Alternatively, it might be that we want to convert the signal into a stream of high/low values instead of only pulling out the high values.
6. Dispersion by Standard Deviation
Dispersion is “the extent to which a distribution is stretched”. We can make use of this to detect when our signal is temporarily stretched more than usual. This can be done by tracking a moving average and looking for any points that are more than a certain number of standard deviations away from this.
The use of standard deviation here instead of just a straight baseline allows us to detect the difference between normal and abnormal peaks in the signal – where abnormal peaks are what we’re looking for.
For example, given the following signal:
We have several small peaks above the baseline, but two very obvious ones that are what we’re looking to detect. A straight baseline would likely use the overall average of 3.29, which would also detect peaks at times of 3, 6, and 18.

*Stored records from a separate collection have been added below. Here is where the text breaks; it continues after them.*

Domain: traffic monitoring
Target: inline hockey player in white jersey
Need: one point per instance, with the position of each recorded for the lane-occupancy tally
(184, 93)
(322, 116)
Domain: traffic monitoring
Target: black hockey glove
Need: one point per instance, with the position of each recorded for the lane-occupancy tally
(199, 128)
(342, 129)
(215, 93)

By using the dispersion algorithm, these are overlooked as not being significant, and instead, our two major peaks are the only ones detected:
6.1. Algorithm
This algorithm is more complicated than any of the earlier ones, but it has benefits for cases where it’s needed. We’re going to generate a moving baseline by calculating a new value for every point that is based off of a number of preceding points, and then we’re going to see how far the current point varies from this baseline:
algorithm Dispersion(signal, lag, influence, threshold):
// INPUT
// signal = an array of signal values
// lag = the number of values to consider for the moving average
// influence = the influence of a peak on the moving average
// threshold = the standard deviation multiplier for peak detection
// OUTPUT
// indices = an array of indices considered to be peaks based on dispersion
peakIndices <- an empty array
processedSignal <- signal[0 : lag]
for index <- lag to length(signal):
y <- signal[index]
avg <- average(processedSignal[(index-lag) : index])
sd <- stdev(processedSignal[(index-lag) : index])

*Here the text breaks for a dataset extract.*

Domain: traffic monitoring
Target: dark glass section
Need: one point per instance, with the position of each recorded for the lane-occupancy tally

if y - avg > sd * threshold:
peakIndices.push(index)
adjustedValue <- (influence * y) + ((1 - influence) * processedSignal[index - 1])
else:
processedSignal.push(y)
return peakIndices
This algorithm now has some other inputs, as well as the signal. We need to know:
- lag – the number of values before the current value that we want to use for computing the moving baseline.
- threshold – the number of standard deviations from the moving baseline that a peak needs to exceed to be counted.

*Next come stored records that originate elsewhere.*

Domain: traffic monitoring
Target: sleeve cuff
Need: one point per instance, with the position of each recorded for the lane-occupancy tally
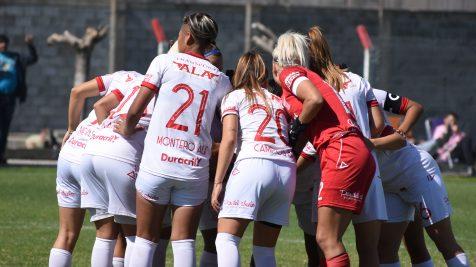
(100, 83)
(372, 103)
(296, 84)
(150, 86)
(229, 111)
(308, 157)
(118, 94)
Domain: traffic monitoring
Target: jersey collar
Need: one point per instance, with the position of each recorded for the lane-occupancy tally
(195, 54)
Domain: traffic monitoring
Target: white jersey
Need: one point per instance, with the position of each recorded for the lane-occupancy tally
(74, 148)
(394, 162)
(358, 97)
(262, 134)
(105, 142)
(178, 142)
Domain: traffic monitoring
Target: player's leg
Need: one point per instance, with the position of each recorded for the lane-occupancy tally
(331, 226)
(414, 240)
(153, 196)
(399, 214)
(160, 255)
(120, 182)
(230, 232)
(277, 193)
(71, 216)
(340, 184)
(209, 254)
(106, 235)
(304, 216)
(184, 230)
(367, 224)
(70, 221)
(208, 227)
(187, 200)
(119, 251)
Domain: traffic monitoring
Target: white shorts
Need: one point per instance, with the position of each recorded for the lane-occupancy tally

- influence – the amount of influence that a peak has on the moving baseline. This must be between 0 and 1.
The algorithm compares each point to the average of the preceding lag points. However, when calculating this average, we adjust the values for any points that are considered to be a peak, because otherwise, they will distort what we want to see as the moving baseline.
The amount that we want to adjust these points by is called the influence and should be selected based on the expected size of our peaks compared to the base signal. The larger the peak, the less we want them to influence the moving baseline.
7. Summary
We’ve seen several different techniques here for detecting the peak in a signal, and there are many more that we haven’t looked at here as well.
The exact algorithm to use will depend on the signal that we are processing and what we need to get out of it.